If each prisoner examines 50 boxes at random, the probability of the group's survival is a miniscule (1/2)^100, or about 0.00000000000000000000000000000008. Even worse, if they all happen to look into the same 50 boxes, their chances drop to zero.
The 'winning strategy' improves the odds to almost 1/3, which is about 30 orders of magnitude better. And its stunningly obvious ... in retrospect. [Actually, I had to mull over the answer for quite a while to figure out why it worked, so I guess that's not true.] More puzzles (and solutions) here.
Hat Tip to Geekpress.
*spoilers follow*
The prisoners are creating a name -> box # "protocol", like this:
John Doe -> Box 1
Jack Ruby -> Box 2
Jane Eyre -> Box 3
etc.
So John walks in, picks Box 1. Inside Box 1 is Jack's name. Jack maps to Box 2, so he opens Box 2, and so on.
Now, it's possible that by following this process, John will just chain through 50 boxes. However, when you create a protocol like this, it's far more likely that you will create loops:
Jack's box has John's name in it -- John = Box 2.
John's box has Jane's name in it -- Jane = Box 3.
Jane's box has Jack's name in it -- Jack = Box 1.
Because of the way the protocol is set up, if you find yourself in a loop, the loop HAS to include your name. (That's the only name that leads back to your starting box.)
If the protocol happens to contain no loops larger then 50, then you will always find your name -- starting with your own name assures that you are on the right loop, so if it's smaller than the number of choices you will always work your way through it.
Then they do sneaky math stuff to show that the chances of such a protocol having no loops too large is around 30%. Presto!
I'm still trying to figure out the solution to one of the other ones in the paper, the one about the people with blue and red dots on their heads. The solution uses induction, but I just don't see it. Suppose there are 100 people in town, 47 with red dots and 53 with blue dots (so it's a Democratic town). A stranger wanders in and says, "The number of blue dots isn't 3". How can anybody use that fact to kill themselves? I mean, everyone in town knew the number of blue dots wasn't three before this joker showed up--the number has to be 52, 53, or 54.
For those who are confused, the puzzle is ... everyone has a red or blue dot on their forehead (and no mirrors). If anyone every knows their own dot, they commit suicide. How much information is requried to make the town (eventually) kill itself, and the answer is "anything non-trivial."
Spoilers
Imagine the stranger says "The number of blue dots isn't three" and the number of blue dots *was* four. Then those who weren't sure it was three or four would know (and commit suicide). After one day if they didnt' kill themselves, you could rule out four blue dots.
By this process, you eventually rule out 50, then 51. Then comes the point where you rule out 52. Now, everyone with a blue dot can see 52 blue dots, so they know "they" have a blue dot, kill themselves, which leaves the red-dotters alive, so they kill themselves.

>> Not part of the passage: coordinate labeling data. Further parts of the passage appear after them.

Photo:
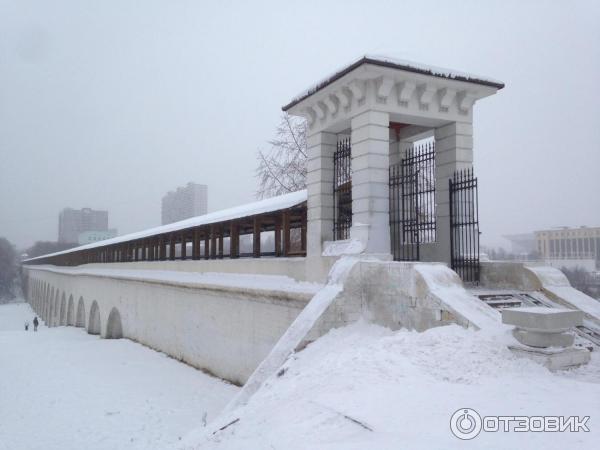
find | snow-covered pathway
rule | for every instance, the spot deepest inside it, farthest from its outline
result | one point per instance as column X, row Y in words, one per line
column 366, row 387
column 61, row 388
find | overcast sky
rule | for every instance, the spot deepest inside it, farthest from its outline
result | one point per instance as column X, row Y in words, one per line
column 110, row 104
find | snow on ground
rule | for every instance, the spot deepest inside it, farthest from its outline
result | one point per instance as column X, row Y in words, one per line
column 405, row 386
column 61, row 388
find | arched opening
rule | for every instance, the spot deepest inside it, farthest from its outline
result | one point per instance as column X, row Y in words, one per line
column 50, row 308
column 56, row 317
column 63, row 310
column 71, row 312
column 114, row 329
column 80, row 321
column 94, row 322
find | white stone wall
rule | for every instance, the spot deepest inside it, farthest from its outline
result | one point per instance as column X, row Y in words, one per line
column 226, row 333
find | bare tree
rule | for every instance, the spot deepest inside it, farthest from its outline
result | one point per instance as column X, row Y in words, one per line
column 8, row 270
column 282, row 168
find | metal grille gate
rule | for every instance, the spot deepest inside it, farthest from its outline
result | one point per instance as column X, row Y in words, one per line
column 342, row 190
column 464, row 225
column 412, row 202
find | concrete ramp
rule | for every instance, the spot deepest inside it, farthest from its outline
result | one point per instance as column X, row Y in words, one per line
column 296, row 333
column 557, row 287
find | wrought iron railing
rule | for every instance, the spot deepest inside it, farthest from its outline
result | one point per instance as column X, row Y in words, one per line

It's not a satisfying puzzle. The basic idea is that everyone "knew" it was one of two values, but the inductive process can march along through things that could be deduced ... and then it keeps going through things that could not be deduced. I'm not sure why the deductive process doesn't trigger the inductive process. What if one of the dotters said "There aren't three blue dots?" Would that trigger an eventual suicide? How is this knowledge different?
So I guess we're in the same place.
(slightly edited for clarity)
If k > n what value does (n-k)! have? Is it a misprint?
"To see this, let k > n and count the permutations having a cycle C of length exactly k. There are P(2n,k) ways to pick the entries in C, (k-1)! ways to order them, and (2n-k)! ways to permute the rest; the product of these numbers is (2n)!/k. Since at most one k-cycle can exist in a given permutation, the probability that there is one is exactly 1/k."